Tuesday, February 19, 2019


Languaging a New Order

                I’ve been writing about Maturana’s use of the word languaging as the way humans, all humans, bring forth a world they share and maintain with other people.  Harari calls these worlds an ‘imagined order.’  We all live in one of these imagined orders, and by living in them we change them.  The story we tell ourselves to create the imagined order is subject to the same process of autopoiesis that our material presence in the world is.  Just as we are always conserving the essential structural couplings that keep us alive while simultaneously adapting them, we do the same thing with the imagined order.  It seems reasonable to assume, that at some point the imagined order has been stretched and pulled so much that it loses its elasticity.  At that point, a new order has to emerge that sustains the balance and integrity of ourselves and our environment.  A new order could have disastrous consequences and end the society and individuals that follow it, or it could usher in a new and dynamic period that is energized by new possibilities obscured by the old order.  My contention is that we are at one of those crossroads. 
                We are living on the fumes of the Enlightenment, an imagined order that privileged freedom, democracy and most of all reason.  It was assumed that humans were essentially rational, and that by using that rationality they fashion a world of participatory governance and personal freedom.  For a while, it was a roaring success.  The great democracies of the world and the great advancements of science social policy were a clear advancement, a better imagined order, than the religious chaos of kings and princes fighting over the allegiance of their subjects.  Over the last two and a half centuries, the concepts of freedom and democracy evolved and became more inclusive.  In America, a democracy of oligarchs was pushed and expanded to become a much more inclusive and dynamic form of democracy.  Personal freedoms expanded to include greater economic, sexual and social options.  But over time, the autopoietic push and pull of these adaptations has hollowed out the ideas of the Enlightenment.

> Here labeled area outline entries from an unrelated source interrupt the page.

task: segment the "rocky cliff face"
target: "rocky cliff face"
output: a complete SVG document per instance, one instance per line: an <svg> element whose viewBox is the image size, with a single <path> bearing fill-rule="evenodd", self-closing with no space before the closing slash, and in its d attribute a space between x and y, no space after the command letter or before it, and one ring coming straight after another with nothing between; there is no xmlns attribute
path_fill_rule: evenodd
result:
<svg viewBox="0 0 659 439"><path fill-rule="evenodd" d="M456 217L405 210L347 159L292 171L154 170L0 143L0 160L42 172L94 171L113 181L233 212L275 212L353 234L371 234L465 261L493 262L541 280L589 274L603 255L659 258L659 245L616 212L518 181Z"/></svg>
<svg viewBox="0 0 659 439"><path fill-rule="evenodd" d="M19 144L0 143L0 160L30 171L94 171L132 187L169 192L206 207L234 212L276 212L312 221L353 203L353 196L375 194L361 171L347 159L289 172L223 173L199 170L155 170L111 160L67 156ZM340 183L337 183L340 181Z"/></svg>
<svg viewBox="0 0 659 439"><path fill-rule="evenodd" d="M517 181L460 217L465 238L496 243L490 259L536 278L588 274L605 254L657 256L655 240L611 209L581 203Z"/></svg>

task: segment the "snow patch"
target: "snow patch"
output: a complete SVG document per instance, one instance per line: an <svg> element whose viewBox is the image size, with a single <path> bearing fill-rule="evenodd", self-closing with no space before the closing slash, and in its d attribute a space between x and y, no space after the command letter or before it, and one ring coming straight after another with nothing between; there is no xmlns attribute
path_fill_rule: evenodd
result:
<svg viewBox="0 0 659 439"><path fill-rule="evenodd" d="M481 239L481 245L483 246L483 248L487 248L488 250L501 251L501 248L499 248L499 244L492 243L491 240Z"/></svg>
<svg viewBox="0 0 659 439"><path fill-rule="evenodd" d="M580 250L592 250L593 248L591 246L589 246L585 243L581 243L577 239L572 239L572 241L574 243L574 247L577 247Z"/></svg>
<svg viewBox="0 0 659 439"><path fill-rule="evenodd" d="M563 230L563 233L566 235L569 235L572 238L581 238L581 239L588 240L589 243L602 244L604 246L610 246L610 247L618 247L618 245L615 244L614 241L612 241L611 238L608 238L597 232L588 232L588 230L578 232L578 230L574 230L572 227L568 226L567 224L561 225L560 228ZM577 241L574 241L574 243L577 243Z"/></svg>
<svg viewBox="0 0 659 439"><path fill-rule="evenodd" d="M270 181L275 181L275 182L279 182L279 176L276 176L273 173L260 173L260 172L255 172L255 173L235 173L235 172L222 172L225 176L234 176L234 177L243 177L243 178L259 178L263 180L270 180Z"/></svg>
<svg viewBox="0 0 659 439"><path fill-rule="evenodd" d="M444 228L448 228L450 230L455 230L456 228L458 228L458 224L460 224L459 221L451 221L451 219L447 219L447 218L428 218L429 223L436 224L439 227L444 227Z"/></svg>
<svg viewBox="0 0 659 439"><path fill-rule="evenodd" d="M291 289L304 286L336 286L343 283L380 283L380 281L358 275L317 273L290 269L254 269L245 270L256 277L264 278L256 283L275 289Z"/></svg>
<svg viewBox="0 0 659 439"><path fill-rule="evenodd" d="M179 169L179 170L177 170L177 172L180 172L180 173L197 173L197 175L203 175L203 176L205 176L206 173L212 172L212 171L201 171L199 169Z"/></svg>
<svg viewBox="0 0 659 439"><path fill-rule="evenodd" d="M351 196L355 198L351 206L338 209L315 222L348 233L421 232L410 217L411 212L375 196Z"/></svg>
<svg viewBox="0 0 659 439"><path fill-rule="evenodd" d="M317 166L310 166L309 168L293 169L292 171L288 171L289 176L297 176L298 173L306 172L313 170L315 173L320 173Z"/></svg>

                Freedom is easy to understand in relationship to a tyrannical king or a despotic church, but what does it really mean today?  Absent the countervailing influence of order or duty, freedom becomes a toxic example of extreme uncoupling.  Democracy started out as a limited experiment for the few before morphing into enfranchisement of the many, but we can already see how the pursuit of power is trying to limit participation and access.  Perhaps most fundamentally, reason went from a universal tenet to a situational privilege.  As Derrida pointed out, reason depends on who is talking and where you stand in relationship to them.  As a result, the words that use to coordinate behaviors in our world now lack the power to do so.  We keep trotting out the same phasing only to confronted by people using the same language to point in a completely different direction.  We struggle to realign and sharpen what we mean, but perhaps, we should face the fact that we need a new story.
                In the American and French revolutions it was a new class of actors that lead the move to a new way of thinking about the imagined order.  They, in turn, were constantly pushed by new groups of people who wanted a new version of the story, one that included them and their desires.  We live in a moment where a mentally limited president uses the trappings of ‘America’ to induce racist, misogynistic, and xenophobic hatred.  The only people I see capable of telling a story consistent with what Lincoln called our ‘better angels’ are young women and people of color.  They are the most energized and inclusive voices on the stage, but they need to turn their languaging toward a new horizon.  It is too late to save this order; a new one must be created.  If democracy has a future it has to be an economic and environmental concept and not just a political one.  If freedom is going to be redeemed, it has to be in the context of social and environmental consciousness.  Capitalism can’t be saved.  They have a lot of work ahead of them.  May God bless them.